I think there are three essential skills to riding the NYC subway: catching the L train, looking really casual while leaning on the subway doors, and avoiding eye contact. The most important of the three must be avoiding eye contact; there is nothing worse than awkward subway eye contact. So, where to look? The only place left to look is to the multitude of ads in the trains and subway stations. I want to look at the recent Seamless subway ads all over the 14th st-Union Square station and subways. 

       Seamless is a popular digital food delivery service and recently they’ve run an ad campaign all over the union square station. These ads are very targeted towards youth culture. More specifically towards the “lazy,” or “shut-in” young New Yorker. The subway space is much like the “shrink-wrapped, ” (65) ad-heavy events described in Naomi Klein’s “Alt. Everything: The Youth Market and the Marketing of Cool.” The subway and subway stations are enclosed spaces made up of advertisements. Ads inhabit so much of subway space and as Klien points out, it’s an example of how “it is a colonization not of physical space but of mental space” (66). Riding the subway is a big part of many New Yorkers daily routine and it’s important to measure the effect of these ads and what they are saying because they are what we look at the most while on the subway. The ads and their message become part of our daily routine; it’s hard to imagine the subway without them.

     The Seamless ads show that Seamless is “in” on the joke. The ads are filled with intertextual references to other websites/apps.  Referencing apps like Foursquare or websites like Reddit, Seamless invites itself into those apps/websites audiences. To ‘get it’ you have to understand the reference and be apart of that already constructed, plugged in audience. After all the add is referencing a “sub-reddit” not just Reddit…

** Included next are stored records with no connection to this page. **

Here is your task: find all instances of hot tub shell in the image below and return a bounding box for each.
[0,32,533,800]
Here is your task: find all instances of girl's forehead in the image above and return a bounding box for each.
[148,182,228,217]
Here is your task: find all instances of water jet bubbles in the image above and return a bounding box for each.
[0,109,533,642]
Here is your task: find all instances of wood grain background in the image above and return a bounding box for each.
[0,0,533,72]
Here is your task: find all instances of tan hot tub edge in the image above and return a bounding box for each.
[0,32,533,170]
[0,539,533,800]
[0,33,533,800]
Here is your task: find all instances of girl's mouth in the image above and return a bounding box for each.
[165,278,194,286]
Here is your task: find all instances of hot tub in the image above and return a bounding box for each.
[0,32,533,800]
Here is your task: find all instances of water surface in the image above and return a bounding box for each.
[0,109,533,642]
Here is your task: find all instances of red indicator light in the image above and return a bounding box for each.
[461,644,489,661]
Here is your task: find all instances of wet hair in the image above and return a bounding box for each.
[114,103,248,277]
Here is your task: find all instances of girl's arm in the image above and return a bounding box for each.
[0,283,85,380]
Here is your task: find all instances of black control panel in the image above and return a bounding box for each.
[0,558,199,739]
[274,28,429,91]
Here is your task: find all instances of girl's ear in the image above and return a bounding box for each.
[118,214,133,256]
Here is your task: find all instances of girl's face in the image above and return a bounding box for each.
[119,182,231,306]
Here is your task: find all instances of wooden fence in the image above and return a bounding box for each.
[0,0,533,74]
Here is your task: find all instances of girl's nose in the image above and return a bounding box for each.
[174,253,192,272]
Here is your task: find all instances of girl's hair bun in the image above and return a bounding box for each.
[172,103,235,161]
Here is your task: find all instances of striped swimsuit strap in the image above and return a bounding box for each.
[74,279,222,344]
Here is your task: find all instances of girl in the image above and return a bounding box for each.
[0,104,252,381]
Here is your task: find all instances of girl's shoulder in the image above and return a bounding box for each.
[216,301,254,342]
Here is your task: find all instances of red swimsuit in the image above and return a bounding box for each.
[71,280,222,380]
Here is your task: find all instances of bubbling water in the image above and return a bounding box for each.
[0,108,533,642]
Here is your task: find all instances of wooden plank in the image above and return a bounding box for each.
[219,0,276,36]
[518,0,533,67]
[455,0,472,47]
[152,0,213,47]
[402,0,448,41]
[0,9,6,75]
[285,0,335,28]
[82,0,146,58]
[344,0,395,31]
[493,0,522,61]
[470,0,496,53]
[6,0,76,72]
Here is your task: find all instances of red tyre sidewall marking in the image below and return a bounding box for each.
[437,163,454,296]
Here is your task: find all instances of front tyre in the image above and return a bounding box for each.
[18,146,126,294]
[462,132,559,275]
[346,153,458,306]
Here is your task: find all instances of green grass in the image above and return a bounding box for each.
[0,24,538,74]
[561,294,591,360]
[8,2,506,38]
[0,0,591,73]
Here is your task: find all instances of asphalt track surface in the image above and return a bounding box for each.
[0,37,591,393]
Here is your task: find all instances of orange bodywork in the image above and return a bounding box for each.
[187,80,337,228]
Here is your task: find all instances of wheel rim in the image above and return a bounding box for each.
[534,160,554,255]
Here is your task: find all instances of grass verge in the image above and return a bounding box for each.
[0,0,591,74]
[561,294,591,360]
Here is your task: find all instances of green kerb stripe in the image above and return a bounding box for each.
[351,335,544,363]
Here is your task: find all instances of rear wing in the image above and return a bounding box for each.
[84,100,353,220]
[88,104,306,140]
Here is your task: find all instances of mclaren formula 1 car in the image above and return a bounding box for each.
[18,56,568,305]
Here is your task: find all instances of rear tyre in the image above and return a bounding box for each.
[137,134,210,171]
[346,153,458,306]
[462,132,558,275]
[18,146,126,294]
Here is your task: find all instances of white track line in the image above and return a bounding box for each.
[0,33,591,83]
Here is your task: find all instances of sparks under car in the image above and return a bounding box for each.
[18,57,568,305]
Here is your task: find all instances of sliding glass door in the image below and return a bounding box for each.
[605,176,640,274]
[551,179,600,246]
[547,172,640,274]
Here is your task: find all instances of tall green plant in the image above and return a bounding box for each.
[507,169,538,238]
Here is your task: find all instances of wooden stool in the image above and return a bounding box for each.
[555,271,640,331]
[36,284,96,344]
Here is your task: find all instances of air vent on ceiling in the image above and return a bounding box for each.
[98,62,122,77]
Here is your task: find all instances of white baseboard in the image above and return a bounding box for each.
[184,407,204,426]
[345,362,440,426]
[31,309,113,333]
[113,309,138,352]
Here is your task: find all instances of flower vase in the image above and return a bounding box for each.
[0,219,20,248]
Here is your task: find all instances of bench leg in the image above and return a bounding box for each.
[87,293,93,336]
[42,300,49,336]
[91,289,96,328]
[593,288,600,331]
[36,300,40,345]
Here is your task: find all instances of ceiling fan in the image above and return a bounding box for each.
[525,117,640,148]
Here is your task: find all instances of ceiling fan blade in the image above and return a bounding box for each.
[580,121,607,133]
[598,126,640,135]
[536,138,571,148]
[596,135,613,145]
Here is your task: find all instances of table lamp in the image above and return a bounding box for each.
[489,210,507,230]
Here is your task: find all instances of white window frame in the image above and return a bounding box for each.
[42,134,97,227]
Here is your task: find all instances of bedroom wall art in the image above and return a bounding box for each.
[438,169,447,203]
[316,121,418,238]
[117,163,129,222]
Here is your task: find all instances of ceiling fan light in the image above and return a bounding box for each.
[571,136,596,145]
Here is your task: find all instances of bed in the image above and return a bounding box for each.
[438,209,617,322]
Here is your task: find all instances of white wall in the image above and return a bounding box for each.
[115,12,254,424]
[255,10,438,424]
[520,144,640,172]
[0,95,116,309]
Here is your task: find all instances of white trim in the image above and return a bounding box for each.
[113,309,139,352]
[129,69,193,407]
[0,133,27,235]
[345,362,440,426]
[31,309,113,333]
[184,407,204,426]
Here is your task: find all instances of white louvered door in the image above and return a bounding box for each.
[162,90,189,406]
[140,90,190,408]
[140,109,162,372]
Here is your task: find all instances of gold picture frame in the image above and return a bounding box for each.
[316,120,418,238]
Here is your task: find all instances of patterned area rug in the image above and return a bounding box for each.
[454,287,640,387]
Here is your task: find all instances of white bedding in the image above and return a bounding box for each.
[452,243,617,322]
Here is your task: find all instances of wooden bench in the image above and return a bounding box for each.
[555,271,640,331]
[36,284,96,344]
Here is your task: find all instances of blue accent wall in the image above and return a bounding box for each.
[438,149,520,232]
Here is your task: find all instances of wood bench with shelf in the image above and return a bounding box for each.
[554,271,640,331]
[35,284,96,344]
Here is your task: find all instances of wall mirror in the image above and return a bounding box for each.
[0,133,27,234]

      The ads are hip and cool. There is a lot of “ironic detachment” (79) to this method. They poke fun of you, “Your delivery guy’s 246th check-in oust you as “Mayor” of your own apartment” (ad below), delivery services—the thing they are trying to promote—and how much you use delivery services. It assumes you are the quintessential New Yorker and calls you out on constantly using the service while inviting you into their delivery food system.

      Seamless, the web-service, ads directly references other websites, mobile devices, because it knows its audience so well. It builds itself off that scene and surrounds the Union Square Station, a station and area known for a more youthful feel, with its ads. Inundates it with the jokes and at every turn reminds that Seamless is there for you. I think advertising in the subway, however invading it is to our already crammed personal space, is becoming an important fabric in youth market consumerism and these Seamless ads are the perfect example of such.